※このSSには独自の設定やキャラの崩壊、グロテスクな表現が含まれています。そういった展開が苦手な方はご注意ください。



































朝の柔らかい陽ざしが心地よい広大な向日葵畑。
小鳥のさえずりと風に揺れる木の葉の音にまざって誰かの話し声が聞こえてくる。

「そしたらチルノったら皆が止めたのに向かっていっちゃってさー。」
「ふふふ、あの妖精らしいわね。」

楽しそうにチルノ達との出来事を話しているのは蟲を操る妖怪、リグル・ナイトバグ。
その話を穏やかな表情で聞いているのは向日葵畑の主、風見 幽香。
接点のない二人が仲良く話しているのを不思議に思う者もいるかもしれない。
それというのも数週間前、偶然向日葵畑の近くまでチルノを追ってきていたリグルと出会い
お互いの事を話しているうちに意気投合し、今では毎朝お茶を楽しむ仲になっていた。

「でもチルノも頑張ってたよ!美鈴さんもこの頃強くなってきてるって誉めてたもん。」
「そう、門番も暇なものねぇ。」

最初はミスティアがいきなり襲われたと言ったりチルノが強敵と言ってたりしたので
乱暴で恐ろしい妖怪だと思っていたが、実際に話してみると花を愛する大人しい妖怪だった。
実際、自分から積極的に人を襲うような事はしていない。
ただ花を悪戯に摘んでいったり向日葵畑に無断で入り込んだりした者には容赦なく制裁をくわえる。
そんな行動も花を綺麗な装飾程度にしか思っていない人間や妖怪、妖精にとっては理不尽な暴力にしか見えない。
幽香自身も次々と花を毟り取るような連中にいちいち説明してするつもりはない。
誤解が誤解を生み、何時しか幻想郷一凶暴な妖怪と言う者まで現れだすようになっていた。

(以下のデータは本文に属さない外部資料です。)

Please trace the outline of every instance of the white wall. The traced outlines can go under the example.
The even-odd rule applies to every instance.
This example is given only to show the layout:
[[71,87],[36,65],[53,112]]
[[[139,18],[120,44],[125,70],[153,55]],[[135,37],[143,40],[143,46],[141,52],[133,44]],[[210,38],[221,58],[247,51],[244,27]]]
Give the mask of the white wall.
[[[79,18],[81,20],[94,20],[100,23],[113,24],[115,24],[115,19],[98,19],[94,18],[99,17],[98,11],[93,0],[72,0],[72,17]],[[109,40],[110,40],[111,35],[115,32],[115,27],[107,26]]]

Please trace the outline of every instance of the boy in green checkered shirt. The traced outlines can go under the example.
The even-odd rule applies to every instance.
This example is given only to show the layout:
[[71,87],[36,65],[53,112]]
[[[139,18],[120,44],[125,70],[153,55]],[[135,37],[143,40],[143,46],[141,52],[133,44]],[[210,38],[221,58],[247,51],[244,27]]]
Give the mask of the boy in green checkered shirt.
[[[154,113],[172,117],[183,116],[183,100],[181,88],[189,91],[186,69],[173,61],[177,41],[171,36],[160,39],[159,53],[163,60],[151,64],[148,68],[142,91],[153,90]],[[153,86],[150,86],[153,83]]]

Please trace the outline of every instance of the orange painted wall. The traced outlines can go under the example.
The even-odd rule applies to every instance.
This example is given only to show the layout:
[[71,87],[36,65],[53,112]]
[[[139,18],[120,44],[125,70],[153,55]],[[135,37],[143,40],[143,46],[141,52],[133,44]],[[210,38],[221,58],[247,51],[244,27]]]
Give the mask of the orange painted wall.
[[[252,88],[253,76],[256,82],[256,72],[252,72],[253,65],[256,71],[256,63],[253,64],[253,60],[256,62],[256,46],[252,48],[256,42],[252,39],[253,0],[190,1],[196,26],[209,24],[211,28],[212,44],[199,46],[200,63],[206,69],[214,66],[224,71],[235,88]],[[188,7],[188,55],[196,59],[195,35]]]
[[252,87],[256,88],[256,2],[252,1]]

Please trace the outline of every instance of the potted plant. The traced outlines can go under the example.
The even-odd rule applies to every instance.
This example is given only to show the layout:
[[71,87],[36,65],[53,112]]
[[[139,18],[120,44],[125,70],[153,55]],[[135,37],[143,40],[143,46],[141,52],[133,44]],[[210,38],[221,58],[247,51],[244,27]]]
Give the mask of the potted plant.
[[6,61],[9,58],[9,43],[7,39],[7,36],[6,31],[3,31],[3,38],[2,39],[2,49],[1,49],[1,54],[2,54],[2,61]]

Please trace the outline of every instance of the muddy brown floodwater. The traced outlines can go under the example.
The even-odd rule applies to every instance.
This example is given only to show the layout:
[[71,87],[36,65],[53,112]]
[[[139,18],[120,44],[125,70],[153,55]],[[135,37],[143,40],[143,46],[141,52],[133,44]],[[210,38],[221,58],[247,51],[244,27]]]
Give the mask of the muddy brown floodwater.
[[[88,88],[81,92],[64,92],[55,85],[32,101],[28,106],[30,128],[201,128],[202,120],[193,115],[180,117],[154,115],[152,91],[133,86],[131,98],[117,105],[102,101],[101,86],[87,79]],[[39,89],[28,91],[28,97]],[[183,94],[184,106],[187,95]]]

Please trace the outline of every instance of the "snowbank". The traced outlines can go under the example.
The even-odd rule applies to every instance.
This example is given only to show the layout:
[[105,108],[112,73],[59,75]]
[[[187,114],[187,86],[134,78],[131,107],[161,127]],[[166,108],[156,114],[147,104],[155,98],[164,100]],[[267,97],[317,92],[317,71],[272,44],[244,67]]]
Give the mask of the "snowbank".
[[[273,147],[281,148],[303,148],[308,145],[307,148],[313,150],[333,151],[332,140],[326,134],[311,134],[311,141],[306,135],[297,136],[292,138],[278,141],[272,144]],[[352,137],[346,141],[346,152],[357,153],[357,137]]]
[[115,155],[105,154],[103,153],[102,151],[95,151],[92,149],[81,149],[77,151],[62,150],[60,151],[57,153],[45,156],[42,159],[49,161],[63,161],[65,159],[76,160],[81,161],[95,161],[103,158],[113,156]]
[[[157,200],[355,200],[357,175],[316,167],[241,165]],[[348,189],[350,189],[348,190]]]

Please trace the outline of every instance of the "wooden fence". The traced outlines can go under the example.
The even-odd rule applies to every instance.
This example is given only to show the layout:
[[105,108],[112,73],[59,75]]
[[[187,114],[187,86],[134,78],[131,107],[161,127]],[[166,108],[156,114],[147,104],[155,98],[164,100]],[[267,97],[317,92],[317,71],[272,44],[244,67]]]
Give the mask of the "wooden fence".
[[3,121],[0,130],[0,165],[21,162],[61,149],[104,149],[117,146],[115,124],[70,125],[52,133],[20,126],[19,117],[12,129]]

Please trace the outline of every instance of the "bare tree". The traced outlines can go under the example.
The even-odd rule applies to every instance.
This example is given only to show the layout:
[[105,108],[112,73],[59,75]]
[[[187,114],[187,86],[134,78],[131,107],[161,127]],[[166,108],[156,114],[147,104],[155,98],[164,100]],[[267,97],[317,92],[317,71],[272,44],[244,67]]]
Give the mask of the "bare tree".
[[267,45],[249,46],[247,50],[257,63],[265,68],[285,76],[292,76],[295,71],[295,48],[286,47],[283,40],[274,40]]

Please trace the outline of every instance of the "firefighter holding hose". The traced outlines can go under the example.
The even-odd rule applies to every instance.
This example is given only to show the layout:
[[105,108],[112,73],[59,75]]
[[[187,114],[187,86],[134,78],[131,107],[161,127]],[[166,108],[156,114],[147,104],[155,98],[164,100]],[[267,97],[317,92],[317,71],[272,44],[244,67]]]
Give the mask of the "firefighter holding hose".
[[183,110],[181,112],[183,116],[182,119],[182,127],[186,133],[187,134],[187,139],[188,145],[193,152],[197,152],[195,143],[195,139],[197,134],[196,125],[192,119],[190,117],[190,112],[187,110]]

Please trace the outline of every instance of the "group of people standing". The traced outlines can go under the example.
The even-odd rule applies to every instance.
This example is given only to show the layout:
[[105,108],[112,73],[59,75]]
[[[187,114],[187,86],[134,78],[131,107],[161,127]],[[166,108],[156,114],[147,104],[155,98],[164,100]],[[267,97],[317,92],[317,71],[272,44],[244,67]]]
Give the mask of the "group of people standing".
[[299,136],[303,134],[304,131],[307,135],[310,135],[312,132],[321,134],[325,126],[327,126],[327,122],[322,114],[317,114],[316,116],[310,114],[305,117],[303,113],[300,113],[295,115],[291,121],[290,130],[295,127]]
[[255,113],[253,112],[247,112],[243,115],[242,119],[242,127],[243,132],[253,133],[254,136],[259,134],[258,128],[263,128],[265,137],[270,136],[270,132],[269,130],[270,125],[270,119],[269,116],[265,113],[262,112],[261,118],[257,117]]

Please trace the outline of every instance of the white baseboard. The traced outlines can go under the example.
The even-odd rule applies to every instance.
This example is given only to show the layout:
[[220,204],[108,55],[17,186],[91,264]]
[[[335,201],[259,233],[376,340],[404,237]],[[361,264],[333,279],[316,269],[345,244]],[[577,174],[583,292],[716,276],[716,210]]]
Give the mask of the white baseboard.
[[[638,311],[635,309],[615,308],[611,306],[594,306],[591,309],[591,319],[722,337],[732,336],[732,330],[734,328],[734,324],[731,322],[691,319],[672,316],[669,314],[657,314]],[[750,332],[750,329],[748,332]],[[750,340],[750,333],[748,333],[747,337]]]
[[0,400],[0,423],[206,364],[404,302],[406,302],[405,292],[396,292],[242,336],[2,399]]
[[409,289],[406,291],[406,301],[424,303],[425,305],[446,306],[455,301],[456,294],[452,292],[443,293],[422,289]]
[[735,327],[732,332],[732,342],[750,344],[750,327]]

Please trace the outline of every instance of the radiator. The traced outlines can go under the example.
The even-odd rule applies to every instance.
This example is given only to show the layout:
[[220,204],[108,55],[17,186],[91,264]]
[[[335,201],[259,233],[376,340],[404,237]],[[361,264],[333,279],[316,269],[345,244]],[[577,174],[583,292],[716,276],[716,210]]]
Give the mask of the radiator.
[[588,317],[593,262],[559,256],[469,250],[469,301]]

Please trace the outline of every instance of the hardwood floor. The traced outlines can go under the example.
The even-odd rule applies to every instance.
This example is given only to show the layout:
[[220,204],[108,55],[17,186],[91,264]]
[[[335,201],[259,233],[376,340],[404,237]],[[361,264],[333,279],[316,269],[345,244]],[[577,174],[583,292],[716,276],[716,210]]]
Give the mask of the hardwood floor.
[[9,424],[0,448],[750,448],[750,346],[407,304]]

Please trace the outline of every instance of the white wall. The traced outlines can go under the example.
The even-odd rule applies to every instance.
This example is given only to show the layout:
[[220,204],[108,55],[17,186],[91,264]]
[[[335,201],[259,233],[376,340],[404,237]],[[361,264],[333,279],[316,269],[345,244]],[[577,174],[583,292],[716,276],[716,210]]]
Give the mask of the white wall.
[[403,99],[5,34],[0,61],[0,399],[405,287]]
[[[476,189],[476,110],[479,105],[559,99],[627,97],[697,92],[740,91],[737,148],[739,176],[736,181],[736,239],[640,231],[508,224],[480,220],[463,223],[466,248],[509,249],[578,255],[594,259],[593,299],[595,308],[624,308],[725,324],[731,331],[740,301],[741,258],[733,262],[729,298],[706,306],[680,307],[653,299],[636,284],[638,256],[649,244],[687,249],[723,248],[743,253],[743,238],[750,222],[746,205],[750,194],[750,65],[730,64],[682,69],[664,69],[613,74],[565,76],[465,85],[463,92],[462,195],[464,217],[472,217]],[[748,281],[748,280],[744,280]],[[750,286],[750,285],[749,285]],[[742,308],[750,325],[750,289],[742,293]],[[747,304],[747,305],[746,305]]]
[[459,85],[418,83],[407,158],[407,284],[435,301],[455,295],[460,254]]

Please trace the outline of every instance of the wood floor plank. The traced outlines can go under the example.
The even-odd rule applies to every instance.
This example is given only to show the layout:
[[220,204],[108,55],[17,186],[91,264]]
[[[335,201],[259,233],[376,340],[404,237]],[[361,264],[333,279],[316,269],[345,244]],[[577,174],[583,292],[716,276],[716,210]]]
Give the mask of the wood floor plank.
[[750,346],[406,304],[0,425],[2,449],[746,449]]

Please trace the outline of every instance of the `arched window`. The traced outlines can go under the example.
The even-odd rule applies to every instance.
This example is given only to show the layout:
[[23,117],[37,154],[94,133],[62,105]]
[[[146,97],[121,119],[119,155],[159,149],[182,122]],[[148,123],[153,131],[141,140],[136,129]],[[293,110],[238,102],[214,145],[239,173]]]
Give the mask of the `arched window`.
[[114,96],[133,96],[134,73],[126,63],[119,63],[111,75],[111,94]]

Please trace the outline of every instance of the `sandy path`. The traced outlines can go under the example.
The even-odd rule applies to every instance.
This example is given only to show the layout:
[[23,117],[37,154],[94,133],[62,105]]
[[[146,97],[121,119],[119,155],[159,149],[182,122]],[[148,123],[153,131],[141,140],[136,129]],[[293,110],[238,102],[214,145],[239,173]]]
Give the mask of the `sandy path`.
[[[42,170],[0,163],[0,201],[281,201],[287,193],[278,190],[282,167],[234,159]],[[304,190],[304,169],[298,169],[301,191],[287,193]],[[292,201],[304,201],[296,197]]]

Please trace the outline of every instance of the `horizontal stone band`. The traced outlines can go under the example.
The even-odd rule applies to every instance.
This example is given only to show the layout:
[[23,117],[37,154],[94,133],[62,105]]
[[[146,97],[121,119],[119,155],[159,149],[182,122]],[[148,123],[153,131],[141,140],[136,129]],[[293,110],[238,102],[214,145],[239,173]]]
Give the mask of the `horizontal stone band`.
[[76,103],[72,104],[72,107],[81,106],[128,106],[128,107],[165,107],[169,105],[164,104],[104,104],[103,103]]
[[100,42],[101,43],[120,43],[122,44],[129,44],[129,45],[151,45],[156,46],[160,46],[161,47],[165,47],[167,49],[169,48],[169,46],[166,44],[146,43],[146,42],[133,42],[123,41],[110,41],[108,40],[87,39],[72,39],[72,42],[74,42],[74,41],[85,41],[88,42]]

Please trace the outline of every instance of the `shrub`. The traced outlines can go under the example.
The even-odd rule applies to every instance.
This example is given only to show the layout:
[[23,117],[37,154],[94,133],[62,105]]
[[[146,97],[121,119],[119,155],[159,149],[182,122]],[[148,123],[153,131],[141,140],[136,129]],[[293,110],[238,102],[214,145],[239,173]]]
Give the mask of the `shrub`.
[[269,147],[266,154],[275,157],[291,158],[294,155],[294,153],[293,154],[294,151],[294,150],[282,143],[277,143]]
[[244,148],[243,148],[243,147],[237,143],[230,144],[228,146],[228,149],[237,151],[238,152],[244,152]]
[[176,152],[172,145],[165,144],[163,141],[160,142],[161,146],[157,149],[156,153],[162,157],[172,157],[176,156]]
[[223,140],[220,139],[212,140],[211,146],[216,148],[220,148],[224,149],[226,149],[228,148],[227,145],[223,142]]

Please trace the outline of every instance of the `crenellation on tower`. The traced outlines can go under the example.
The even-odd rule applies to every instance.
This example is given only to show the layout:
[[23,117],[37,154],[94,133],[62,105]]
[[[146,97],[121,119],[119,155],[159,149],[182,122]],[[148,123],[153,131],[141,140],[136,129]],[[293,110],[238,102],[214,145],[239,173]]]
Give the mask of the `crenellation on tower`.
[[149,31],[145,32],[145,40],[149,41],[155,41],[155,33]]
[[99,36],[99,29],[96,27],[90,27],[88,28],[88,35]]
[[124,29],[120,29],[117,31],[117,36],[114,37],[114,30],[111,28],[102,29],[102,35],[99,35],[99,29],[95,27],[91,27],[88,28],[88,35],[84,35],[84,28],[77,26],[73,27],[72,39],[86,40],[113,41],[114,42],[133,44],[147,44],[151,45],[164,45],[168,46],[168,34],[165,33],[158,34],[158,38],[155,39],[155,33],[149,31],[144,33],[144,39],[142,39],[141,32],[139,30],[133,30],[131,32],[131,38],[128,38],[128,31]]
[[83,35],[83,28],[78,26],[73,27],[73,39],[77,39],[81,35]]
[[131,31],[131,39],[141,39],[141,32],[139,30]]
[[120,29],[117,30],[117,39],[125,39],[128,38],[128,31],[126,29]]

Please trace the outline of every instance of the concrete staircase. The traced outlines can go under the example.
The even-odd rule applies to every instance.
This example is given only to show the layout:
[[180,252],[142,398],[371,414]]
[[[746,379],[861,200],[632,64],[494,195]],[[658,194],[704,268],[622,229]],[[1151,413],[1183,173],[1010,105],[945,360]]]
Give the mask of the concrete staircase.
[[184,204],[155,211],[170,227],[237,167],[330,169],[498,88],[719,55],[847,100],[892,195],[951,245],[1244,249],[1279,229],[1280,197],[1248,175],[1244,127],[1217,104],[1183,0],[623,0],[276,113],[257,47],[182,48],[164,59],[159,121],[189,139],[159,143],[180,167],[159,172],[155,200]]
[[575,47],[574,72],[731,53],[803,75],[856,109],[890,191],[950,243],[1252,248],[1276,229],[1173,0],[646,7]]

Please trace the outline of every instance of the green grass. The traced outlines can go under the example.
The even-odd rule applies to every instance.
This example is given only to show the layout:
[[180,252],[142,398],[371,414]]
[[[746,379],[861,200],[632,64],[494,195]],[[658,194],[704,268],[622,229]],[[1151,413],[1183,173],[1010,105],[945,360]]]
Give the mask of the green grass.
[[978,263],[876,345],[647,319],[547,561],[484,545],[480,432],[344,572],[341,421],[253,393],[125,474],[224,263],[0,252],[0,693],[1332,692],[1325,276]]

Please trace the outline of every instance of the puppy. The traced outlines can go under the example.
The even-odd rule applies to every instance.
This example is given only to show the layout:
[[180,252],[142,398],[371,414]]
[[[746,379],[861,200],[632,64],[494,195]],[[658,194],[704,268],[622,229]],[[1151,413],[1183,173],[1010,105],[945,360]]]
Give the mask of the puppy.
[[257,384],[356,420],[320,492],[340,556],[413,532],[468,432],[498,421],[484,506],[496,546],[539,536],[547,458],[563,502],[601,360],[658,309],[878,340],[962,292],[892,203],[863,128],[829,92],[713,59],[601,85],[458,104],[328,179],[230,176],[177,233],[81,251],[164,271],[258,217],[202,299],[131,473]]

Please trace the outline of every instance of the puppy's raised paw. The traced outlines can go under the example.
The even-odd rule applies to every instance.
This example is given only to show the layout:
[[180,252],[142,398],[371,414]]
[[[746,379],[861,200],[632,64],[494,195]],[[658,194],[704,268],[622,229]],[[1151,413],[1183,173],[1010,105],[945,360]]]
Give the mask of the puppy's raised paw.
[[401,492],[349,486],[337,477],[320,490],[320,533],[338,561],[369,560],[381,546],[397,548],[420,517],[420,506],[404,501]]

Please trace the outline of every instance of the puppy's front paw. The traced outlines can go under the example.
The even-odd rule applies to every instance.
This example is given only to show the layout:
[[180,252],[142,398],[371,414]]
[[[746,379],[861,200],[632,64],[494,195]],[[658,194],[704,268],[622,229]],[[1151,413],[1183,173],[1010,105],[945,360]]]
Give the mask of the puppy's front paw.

「ねぇ、皆に話してみようよ。きっと分かってくれるよ。」

リグルとしては誤解を解いて皆と仲良くなれればいいと思っている。

「別にいいわよ。言いたい奴には言わせておけばいいのよ。」

だが当の幽香はそれほど気にしていない。
むしろ自分を恐れる事で花に手を出す者が減れば好都合だと思っているぐらいだ。
寂しくないかと訊かれた事もあるが、花の異変の時に知り合ったメディスンがいる。
最近ではリグルが話を聞かせてくれたりもする。二人がいれば孤独を感じる事もない。
元々多くの浅い関係より数人との深い関係を望んでいた幽香にとって、今の関係は理想的だった。

「皆と遊んだ方が楽しいと思うけどなぁ…。」
「ふふふ…あら、そろそろ時間ね。」

気づけばすでに日は高く昇っていた。
幽香は花を摘み取っていってしまう妖精達から花を守るため見回り
リグルはチルノ達と遊ぶ約束の時間だ。

「そろそろ行かないと。じゃあね、幽香。」
「またいらっしゃい、待ってるわ。」
「うん、また明日!」

手を振り向日葵畑を後にするリグルを見送った幽香は見回りに出かける準備の為、自分の家に戻っていった。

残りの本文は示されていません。